Table 4 Corrosion parameters and corrosion rate for the ferritic stainless steel weld tested in 3.5% NaCl solution

Fig. 12

Morphologies of samples after potentiodynamic polarization test: (a) as-received base metal, (b) heat-affected zone and (c) stir zone

Conclusions

In a nutshell, present work characterizes the friction stir-welded joint of 3-mm-thick ferritic stainless steel plate in light of microstructural study, mechanical characterization, corrosion and work hardening aspect. By summarizing the findings of this investigation, it can be concluded that:

1. 1.

   A sound weld joint of ferritic stainless steel was acquired without any defect. The stir zone was characterized by refined grain structure with grain boundary martensite and Cr₂₃C₆ precipitates based on microstructure and x-ray diffraction analysis.

2. 2.

   The weld joint offers overmatched mechanical properties as compared to the base metal. The ultimate tensile strength of transverse specimen of the weld joint (510.6 MPa) was approximately similar to the base metal (504.3 MPa).
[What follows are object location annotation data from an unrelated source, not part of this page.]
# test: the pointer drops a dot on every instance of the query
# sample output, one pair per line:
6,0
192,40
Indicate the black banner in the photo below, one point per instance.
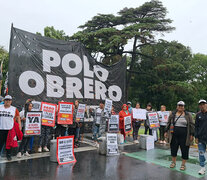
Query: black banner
51,70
However, the elongation (11.13%) was less than the base metal (22.23%).

3. 3.

   Based on the polarization test, the corrosion resistance of the stir zone was found to be slightly lower than the base metal and heat-affected zone due to Cr₂₃C₆ precipitation.

4. 4.

   In Kocks–Mecking plots for the as-received base metal and weld samples at least two stages of strain hardening were observed having higher θ value of the all weld samples.